The SHTA stated that it cannot imagine “that these cuts have been run through the Macro Economic Model developed by Usona, to see what impact it would have on the Gross Domestic Product (GDP).  SHTA’s quick and rough calculations show a 5% drop in the stay-over arrivals at PJIA will result in a 3% drop in hotel occupancy equivalent to a loss of 104,000 room nights a year. “Due to the domino effect, this would impact the GDP by about 1% which comes to about 20 million guilders of which 3 million guilders alone in direct and indirect taxes. Were the marketing effort to be lowered by the 20.9% mentioned in the draft budget, we can only hope that tourism does not decline at a similar rate.”

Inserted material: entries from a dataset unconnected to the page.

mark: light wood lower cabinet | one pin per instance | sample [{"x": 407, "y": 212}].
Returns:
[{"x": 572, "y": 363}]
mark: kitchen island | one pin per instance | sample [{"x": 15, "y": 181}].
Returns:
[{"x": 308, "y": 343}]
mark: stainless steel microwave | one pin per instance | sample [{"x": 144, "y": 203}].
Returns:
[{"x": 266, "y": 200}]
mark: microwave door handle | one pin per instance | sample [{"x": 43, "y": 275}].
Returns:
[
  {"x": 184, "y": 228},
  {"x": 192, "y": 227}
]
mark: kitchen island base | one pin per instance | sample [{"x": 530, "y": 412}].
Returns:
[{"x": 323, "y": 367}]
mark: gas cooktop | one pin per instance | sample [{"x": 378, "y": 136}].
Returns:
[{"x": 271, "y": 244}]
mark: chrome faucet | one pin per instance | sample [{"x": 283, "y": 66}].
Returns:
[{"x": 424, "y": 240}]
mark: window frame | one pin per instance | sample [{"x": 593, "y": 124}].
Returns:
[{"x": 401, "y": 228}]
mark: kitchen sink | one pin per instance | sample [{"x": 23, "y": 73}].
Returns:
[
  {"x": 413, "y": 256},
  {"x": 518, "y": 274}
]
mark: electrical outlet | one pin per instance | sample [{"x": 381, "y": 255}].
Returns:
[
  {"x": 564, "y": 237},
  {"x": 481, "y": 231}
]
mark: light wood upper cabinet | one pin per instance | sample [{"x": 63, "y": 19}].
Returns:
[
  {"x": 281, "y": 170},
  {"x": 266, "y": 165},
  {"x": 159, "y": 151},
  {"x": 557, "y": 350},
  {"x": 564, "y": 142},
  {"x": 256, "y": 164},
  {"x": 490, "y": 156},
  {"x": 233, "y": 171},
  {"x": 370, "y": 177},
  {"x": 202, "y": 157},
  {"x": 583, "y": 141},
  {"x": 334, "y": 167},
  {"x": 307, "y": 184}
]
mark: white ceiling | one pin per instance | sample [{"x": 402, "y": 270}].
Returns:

So, what would it take to make up for the 5% drop in stay-over tourism as mentioned above? The SHTA asks rhetorically; “It will take most likely two charters per week, carrying tourists destined for resorts on St. Maarten.”

Unfortunately, the association notes, the tourism industry on St Maarten has seen its high seasons get shorter and its low seasons get longer and deeper, consequently because of its interdependency, the whole economy follows the same trajectory. “Adding to this, the current situation in Europe and the United States of America, where most of our tourists come from, the SHTA fears that these budget cuts are going to create an even larger deficit and further weaken the economy of the island. It will take combined public – private sector efforts, the necessary marketing fund and a dedication from the government of St. Maarten to attract more tourists to the island.”

The SHTA urges the Ministry of Finance “to revisit the current budget cuts and make the necessary changes so that we do not kill the goose that lays the golden eggs.  Instead of cutting the tourism budget we should really be looking at increasing and optimizing our marketing efforts in order to generate the necessary influx of monies.  Stakeholders should be consulted in these matters and decisions of government should not only look at short term planning but also, envision what is best for St. Maarten in the mid and long term and what we want for our children and their children.”